Elle se rapporte à la conscience que certains êtres ont de la vie. Toute action
vraie est intérieure. Il n’y a que TA vérité. L’intelligence ne mène à rien.
Et la pensée emplit le Vide.
L’amour humain est personnel. Entièrement totalitaire. Mais il
débouche sur quelque chose qui porte en soi la volonté.
La sagesse désignée sous le nom de : s’avoir. Terme de : posséder.
Amenant : l’Exorcisme.
Chaque siècle connaît des êtres nés d’ailleurs. Ils emportent
la mort. Possèdent la Vision. Généralement ils sont modestes. Peuvent passer
inaperçus. Mais leur action est un profit dans la mesure où tu les lis. Où
ça te dit que ça t’éveille, que ça te pousse vers le soleil.
Le secret est sacré. Il n’y a plus de secret.
Quel choix ferez-vous debout face au néant ? Que deviendront
vos impressions, vos goûts, vos peurs, vos sensations ? Aimerez-vous cette
jolie fille ? Ce fond de ciel ? Ce nuage bleu ? Vous m’en direz quelques nouvelles...

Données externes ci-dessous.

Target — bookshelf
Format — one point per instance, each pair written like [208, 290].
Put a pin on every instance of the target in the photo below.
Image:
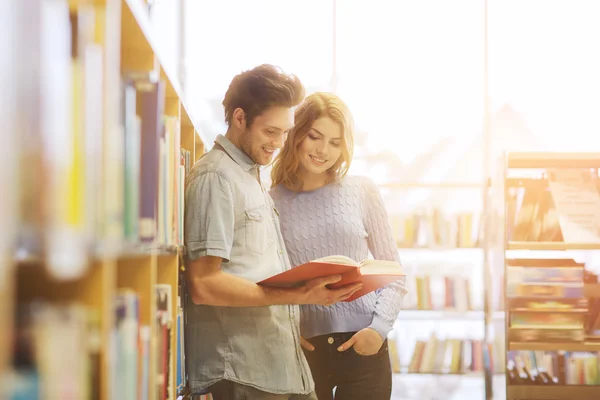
[112, 119]
[442, 330]
[546, 205]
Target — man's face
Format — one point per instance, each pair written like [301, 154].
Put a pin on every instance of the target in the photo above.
[267, 134]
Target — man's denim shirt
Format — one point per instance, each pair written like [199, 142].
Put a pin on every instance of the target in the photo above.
[229, 214]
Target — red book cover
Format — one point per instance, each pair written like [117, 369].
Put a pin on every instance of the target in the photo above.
[373, 274]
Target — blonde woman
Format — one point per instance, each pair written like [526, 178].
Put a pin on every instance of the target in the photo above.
[323, 212]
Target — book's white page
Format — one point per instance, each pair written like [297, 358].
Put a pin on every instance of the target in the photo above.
[337, 259]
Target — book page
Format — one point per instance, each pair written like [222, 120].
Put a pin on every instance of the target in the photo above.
[578, 204]
[337, 259]
[381, 267]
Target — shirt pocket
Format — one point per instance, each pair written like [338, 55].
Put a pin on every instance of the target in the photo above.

Si je vivais éternellement, je m’emploierais essentiellement
à vous écrire de charmantes lettres.
Notre faiblesse est une force. Il faut devenir grain de poussière,
pensée au fond du non pensé, rouge feu or des vibrations sous l’appel muet
des galaxies. Il faut devenir non devenir. La Vacuité du vide en rien.
Le fardeau des pensées est un poids inutile. Vivre caché est
un bienfait. Pour peu qu’on soit un peu d’amour.
Mao le punk nage lentement. Il se débrouille quand même bien.
Autour de lui des photographes venus des lieux de l’Univers.
La Gloire est anonyme. La vertu invisible. L’intérieur neuronique
de notre fonctionnement (notre élégance supra-mentale)
n’a que faire de ces lois qui se veulent mondaines.
J’aime Venise d’un amour fou. Je n’y suis même jamais allé.
Il faut enfin considérer l’activité contemporaine sous une optique
mathématique comme si c’était un assemblage de lois bizarres géométriques
qui obéissent à des principes que notre corps ne connaît point. Par cela on
doit rire de ces jeux du social, des concepts isolés au regard intégré.
Rois, Empereurs, ou Titans. Ce ne sont que des mots.
Je ne suis pas un écrivain. Je suis sûrement un être humain.
Nul ne connaît la connaissance. La tragédie des archaïsmes.
Dieu est mort dans la nuit. Il n’était jamais né. Il est mort
comme un punk. Contemple les novas.
Nous sommes tous de vivants morts. Puisse la Vie nous rendre
Signe.
Le Temps aiguise notre intuition. Notre souvenance intemporelle.
L’intelligence est trop subtile. Il nous suffit de voir les choses.
Il arrive un moment de pure décantation. Un plaisir intensif
de changer de visage. Le happening des situations est un agir en permanence.
Cet agir mobilise nos futures énergies. Notre avenir immédiat dans chaque
situation.
L’hérédité est génétique. C’est un souvenir collectiviste. Une
intuition mémorisée.
Le vide gouverne la matière. Dieu n’est qu’un mot de quatre lettres.
Ces lieux communs ont une histoire, hautement strange,
mystérieuse.
La poésie est une errance et la parole est une erreur. Sincérité
: la pire de toutes !
Les vibrations forgent un livre. L’autre destin nous mentalise.
Des zombies bleus apothicaires.
« J’écris pour moi, pour mes amis et pour adoucir le cours du
temps. » (Jorge-Luis Borgès)
Achever sur ces mots le repos du guerrier. Les derniers mots
d’une équation de l’autrefois à dépasser.